5.5.2 Vergelijking met verwachtingen

Behalve rond de fysische randvoorwaarden van de duinvalleihabitats, zijn in 2015 weinig tot geen concrete eisen gesteld aan de habitatkwaliteit van de aan te leggen Natuurzone. De verwachting toen was dat het scheppen van fysische randvoorwaarden nog geen garantie is voor het daadwerkelijk ontwikkelen van de beoogde habitats. Duidelijk was dat biologische processen zoals verspreiding een belangrijke rol spelen bij de (snelheid) van habitatontwikkeling, en dat de voorspelbaarheid van de ontwikkeling van de flora en fauna laag is, wanneer alleen op de abiotiek gestuurd wordt (De Groot et al., 2016). Die verwachting is nog steeds aan de orde, vooral ook vanwege de nog zeer korte ontwikkelingsperiode. Paradoxaal genoeg laat die lage voorspelbaarheid (op de korte termijn) zich nu wel goed voorspellen.

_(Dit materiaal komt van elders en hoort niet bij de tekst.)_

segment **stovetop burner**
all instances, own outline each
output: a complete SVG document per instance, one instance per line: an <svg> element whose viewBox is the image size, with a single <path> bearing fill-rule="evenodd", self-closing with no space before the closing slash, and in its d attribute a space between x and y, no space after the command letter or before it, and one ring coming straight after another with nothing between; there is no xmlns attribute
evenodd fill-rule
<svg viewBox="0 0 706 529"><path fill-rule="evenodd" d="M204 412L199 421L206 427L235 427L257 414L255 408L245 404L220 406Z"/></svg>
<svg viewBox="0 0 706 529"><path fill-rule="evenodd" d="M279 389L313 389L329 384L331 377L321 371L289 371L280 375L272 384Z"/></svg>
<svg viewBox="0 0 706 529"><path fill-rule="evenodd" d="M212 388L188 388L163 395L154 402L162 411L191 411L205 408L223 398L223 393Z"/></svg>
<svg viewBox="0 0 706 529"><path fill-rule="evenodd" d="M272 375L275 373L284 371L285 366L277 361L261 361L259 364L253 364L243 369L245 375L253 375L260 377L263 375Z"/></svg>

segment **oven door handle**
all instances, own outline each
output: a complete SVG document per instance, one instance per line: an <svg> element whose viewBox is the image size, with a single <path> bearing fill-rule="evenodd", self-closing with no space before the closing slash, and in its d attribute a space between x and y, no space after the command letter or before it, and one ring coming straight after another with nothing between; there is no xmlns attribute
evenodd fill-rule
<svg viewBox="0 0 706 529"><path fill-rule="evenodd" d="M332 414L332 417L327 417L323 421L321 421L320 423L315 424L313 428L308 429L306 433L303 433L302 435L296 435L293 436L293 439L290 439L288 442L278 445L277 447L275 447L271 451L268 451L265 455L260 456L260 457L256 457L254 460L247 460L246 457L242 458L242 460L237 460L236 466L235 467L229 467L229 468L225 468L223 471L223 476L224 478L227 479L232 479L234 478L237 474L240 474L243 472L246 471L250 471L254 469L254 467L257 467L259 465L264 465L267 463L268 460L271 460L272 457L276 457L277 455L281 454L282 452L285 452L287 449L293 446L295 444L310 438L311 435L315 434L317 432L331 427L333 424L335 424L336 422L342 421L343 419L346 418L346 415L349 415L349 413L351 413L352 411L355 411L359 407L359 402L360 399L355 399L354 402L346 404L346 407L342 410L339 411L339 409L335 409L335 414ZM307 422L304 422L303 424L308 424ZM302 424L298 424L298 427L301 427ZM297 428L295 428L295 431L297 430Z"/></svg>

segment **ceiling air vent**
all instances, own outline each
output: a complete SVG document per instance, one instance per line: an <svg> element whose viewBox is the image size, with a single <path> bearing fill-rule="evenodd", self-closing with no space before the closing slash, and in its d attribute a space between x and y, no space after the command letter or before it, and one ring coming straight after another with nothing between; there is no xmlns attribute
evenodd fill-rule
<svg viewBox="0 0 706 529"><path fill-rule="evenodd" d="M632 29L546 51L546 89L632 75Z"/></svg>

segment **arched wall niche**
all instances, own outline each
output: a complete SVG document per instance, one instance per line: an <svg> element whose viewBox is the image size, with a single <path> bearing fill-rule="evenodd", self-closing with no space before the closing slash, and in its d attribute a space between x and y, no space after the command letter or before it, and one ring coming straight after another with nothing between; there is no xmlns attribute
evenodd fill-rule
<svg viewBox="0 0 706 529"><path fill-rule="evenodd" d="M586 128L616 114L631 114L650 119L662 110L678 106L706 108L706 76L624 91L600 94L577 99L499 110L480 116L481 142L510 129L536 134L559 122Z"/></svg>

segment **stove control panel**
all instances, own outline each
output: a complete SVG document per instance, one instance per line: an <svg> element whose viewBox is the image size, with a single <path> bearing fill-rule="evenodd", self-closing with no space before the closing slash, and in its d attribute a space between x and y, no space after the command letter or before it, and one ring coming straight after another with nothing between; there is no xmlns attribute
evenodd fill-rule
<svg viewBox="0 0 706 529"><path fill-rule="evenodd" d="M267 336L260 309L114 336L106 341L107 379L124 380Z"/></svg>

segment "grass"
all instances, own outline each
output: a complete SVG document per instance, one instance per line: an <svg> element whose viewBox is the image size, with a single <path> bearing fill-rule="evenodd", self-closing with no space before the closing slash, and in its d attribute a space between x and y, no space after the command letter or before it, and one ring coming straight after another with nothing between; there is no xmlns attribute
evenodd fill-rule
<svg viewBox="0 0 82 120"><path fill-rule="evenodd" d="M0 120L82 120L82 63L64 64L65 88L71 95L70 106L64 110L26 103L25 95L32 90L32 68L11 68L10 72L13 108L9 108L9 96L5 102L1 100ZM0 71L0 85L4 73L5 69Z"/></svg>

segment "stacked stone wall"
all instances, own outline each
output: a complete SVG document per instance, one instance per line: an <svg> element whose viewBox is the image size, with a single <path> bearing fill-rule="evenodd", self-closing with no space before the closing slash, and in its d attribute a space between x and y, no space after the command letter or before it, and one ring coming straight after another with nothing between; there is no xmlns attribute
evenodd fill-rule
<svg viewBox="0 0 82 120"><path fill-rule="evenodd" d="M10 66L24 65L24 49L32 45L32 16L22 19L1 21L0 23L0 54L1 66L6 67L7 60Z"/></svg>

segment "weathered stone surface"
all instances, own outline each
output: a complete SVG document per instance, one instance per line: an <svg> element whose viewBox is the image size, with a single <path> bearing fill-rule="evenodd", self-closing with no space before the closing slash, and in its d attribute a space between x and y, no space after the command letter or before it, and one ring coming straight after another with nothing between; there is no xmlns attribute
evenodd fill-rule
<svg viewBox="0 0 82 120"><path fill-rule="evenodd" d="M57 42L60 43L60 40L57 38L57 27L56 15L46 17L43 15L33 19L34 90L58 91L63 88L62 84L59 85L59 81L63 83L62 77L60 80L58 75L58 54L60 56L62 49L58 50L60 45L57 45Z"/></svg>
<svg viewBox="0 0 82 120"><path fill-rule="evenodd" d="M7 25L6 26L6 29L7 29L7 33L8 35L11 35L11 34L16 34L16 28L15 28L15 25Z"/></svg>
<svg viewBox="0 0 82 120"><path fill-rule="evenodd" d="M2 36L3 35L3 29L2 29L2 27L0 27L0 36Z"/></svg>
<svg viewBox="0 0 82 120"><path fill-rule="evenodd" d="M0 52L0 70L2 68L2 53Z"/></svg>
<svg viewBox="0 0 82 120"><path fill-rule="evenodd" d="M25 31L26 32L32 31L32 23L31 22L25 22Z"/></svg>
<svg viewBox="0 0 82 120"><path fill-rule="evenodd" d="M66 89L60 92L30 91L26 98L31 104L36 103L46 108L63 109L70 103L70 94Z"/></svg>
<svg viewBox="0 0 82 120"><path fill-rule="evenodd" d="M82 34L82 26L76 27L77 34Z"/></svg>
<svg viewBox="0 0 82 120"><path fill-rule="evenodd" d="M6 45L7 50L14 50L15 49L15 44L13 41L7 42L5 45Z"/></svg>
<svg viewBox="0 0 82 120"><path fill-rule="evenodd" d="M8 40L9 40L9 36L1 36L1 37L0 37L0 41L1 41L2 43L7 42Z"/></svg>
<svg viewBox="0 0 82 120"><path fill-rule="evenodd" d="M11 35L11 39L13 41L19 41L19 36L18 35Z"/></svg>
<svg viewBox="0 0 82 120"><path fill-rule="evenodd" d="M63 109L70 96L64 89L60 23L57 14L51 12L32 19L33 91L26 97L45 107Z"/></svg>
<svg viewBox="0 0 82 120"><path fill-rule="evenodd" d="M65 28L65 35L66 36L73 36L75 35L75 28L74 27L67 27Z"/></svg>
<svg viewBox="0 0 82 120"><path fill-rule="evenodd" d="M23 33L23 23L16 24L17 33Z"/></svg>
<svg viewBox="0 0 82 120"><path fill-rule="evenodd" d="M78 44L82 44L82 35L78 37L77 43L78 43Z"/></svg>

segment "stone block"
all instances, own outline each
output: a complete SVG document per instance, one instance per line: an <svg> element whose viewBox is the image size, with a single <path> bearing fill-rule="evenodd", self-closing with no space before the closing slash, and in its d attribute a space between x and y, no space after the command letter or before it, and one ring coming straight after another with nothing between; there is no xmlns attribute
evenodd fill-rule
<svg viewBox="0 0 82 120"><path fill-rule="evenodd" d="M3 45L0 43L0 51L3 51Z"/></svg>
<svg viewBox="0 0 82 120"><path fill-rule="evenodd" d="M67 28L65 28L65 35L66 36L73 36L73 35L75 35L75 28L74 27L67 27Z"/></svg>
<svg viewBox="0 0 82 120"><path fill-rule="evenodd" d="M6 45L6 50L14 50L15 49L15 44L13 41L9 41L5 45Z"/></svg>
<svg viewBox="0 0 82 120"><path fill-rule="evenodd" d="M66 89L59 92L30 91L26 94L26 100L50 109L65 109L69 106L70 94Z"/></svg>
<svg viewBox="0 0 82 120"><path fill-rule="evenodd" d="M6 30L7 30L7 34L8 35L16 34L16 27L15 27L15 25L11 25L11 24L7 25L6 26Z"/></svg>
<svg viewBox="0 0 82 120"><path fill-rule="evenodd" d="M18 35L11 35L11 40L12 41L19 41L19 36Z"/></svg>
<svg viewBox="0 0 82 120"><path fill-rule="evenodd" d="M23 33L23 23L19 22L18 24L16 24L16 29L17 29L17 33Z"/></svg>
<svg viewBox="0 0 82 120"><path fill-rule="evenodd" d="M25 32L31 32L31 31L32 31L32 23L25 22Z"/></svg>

Op basis van de documenten die in de ontwerpfase zijn opgemaakt (inclusief artist impressions) en de habitats en soorten die daarin concreet genoemd staan, was de verwachting dat vier jaar na aanleg de habitats nog in ontwikkeling zijn en nog niet aan de belangrijkste kwaliteitseisen zullen voldoen, en een deel van de verwachte planten- en diersoorten nog niet aanwezig zal zijn. Ook die verwachting wordt bevestigd. Daar komt nu de vrees bij dat ingrijpen noodzakelijk kan worden wanneer een plantensoort dominant dreigt te worden, zoals dat misschien met Riet gaat gebeuren in de vochtige duinvallei. Dat het toepassen van hooibalen op de helling van de oude dijk als anti-stuifmaatregel een onbedoelde bron van plantenzaad kan zijn, was voorspeld en dat proces heeft zich ook voltrokken. Conform ontwerp is niet in het beheer van natuurwaarden voorzien, maar de vraag is of dat niet toch noodzakelijk zal worden om de vochtige duinvallei ook op de langere termijn te behouden en zich in een gewenste richting te laten ontwikkelen. De vegetatieontwikkelingen verlopen betrekkelijk langzaam (zoals ook verwacht; De Groot et al., 2016), omdat er geen zaadbank in de bodem aanwezig is en alle soorten zich door spontane verspreiding moeten vestigen (behalve dan de soorten die zijn aangeplant).